I have tried sorting and binning data but I cannot figure out how to evenly sample from it in a way that only 1 representative lineage is present in the data frame.
sorted_barcodes <- tb_profiler_barcodes %>% arrange(V2)
# bin the data to N bins
binned_sorted <- sorted_df %>%
mutate(bin = cut(V2, breaks = 150, labels = FALSE))
I would appreciate your help.
This could be approached as an assignment problem, with the cost equal to the distance from an "ideal" distribution of V2
(position) values.
First get the ideal spacing.
r <- range(tb_profiler_barcodes$V2)
n <- length(unique(tb_profiler_barcodes$V4))

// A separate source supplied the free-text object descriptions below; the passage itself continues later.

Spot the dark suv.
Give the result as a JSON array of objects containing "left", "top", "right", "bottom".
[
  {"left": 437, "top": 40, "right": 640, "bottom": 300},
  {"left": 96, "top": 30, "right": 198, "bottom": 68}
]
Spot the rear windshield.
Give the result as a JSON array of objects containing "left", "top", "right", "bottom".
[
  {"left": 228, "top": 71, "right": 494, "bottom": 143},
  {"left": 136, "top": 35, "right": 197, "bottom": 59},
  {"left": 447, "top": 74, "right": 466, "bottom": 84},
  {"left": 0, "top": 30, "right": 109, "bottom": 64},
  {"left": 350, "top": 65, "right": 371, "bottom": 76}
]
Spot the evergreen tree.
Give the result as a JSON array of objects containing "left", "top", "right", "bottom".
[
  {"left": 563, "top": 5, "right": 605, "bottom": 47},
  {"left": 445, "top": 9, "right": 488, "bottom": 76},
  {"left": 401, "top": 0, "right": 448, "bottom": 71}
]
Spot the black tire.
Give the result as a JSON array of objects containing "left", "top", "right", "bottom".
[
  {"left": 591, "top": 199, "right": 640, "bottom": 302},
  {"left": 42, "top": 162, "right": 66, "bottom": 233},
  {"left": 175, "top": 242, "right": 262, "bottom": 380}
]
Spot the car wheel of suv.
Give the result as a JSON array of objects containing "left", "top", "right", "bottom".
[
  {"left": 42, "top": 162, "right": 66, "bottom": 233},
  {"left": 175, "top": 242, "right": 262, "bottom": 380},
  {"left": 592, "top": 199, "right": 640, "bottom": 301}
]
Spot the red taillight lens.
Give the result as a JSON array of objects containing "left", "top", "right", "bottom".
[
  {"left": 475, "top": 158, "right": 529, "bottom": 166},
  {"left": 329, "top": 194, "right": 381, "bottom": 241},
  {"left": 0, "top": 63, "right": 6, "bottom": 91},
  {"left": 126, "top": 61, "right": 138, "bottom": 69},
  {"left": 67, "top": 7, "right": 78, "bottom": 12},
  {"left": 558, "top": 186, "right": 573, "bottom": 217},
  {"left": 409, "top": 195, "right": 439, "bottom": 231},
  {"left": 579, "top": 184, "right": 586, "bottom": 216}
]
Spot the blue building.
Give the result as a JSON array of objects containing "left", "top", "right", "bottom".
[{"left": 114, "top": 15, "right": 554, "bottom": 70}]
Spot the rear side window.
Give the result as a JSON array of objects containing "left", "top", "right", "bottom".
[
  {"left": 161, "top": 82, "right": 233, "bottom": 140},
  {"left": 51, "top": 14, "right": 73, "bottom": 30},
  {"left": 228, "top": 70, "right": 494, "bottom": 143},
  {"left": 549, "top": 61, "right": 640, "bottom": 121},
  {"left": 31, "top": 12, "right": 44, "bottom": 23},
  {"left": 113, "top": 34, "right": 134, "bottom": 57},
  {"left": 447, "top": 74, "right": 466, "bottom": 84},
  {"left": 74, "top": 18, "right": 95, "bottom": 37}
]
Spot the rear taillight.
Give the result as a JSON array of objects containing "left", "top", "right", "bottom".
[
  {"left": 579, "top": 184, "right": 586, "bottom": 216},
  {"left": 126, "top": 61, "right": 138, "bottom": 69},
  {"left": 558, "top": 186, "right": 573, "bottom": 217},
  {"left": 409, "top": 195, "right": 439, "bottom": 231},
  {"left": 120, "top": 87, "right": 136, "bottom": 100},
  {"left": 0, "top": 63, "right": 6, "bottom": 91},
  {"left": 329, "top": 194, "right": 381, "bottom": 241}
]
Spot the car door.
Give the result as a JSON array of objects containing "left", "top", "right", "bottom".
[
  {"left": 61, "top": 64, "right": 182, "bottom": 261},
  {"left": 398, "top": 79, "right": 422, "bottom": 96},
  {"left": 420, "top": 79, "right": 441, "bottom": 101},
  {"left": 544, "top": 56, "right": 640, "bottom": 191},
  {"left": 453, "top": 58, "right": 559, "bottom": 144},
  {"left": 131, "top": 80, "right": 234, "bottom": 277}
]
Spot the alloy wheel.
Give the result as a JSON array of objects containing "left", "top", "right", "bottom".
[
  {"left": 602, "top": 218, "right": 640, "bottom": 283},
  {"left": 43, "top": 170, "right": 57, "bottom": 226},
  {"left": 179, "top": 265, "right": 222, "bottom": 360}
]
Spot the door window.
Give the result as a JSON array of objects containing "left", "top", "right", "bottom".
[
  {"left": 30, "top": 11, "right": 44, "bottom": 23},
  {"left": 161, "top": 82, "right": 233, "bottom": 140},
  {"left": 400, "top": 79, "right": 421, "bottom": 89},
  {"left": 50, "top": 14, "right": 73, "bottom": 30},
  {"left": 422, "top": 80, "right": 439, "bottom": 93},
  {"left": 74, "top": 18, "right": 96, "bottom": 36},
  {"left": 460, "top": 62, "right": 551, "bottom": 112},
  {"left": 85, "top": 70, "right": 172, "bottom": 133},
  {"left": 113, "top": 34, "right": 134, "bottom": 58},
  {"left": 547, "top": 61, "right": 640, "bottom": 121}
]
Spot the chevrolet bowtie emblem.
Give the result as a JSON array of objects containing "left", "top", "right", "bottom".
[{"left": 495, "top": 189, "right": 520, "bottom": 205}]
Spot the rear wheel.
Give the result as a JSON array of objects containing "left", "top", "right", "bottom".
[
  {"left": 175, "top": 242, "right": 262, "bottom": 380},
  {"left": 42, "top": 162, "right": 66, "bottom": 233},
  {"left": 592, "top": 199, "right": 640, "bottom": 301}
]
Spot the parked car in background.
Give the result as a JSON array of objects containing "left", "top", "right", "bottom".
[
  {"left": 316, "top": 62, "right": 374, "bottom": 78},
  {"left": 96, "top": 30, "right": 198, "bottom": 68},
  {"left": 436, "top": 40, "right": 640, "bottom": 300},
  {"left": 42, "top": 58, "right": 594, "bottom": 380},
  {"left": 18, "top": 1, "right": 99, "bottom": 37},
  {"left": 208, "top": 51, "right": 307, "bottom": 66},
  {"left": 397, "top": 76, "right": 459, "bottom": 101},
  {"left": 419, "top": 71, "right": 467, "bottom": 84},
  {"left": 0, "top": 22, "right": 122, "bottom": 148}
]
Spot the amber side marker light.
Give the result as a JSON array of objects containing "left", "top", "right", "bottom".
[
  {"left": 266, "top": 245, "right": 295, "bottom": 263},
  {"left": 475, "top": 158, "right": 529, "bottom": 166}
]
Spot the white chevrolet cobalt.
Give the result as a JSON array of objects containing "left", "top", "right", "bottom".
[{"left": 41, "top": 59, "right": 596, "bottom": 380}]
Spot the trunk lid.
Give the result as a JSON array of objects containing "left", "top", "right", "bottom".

ideal <- seq(0.5, n - 0.5)*diff(r)/n + r[1] # ideal "even" spacing
Get the distance between each value in V2
and the ideal sample locations.
d <- outer(tb_profiler_barcodes$V2, ideal, \(x, y) abs(x - y))
For each value in V4
(lineage), get the best candidate for each ideal location (my go-to is data.table
for group operations). This is the row number of the column minimum by lineage.
library(data.table)
idx <- as.matrix(
cbind(data.table(lineage = tb_profiler_barcodes$V4)[,ID := .I], d)[
,lapply(.SD, \(x) ID[which.min(x)]), lineage, .SDcols = 3:(n + 2)
][,lineage := NULL]
)
Get the distance for each row index.
mindists <- idx
mindists[] <- d[cbind(c(idx), c(col(idx)))]
Solve the assignment problem and take the samples.
samples <- tb_profiler_barcodes[
idx[RcppHungarian::HungarianSolver(mindists)$pairs],
]
You can check the distribution with, e.g., plot(sort(samples$V2))
, which will show the points are nearly linear.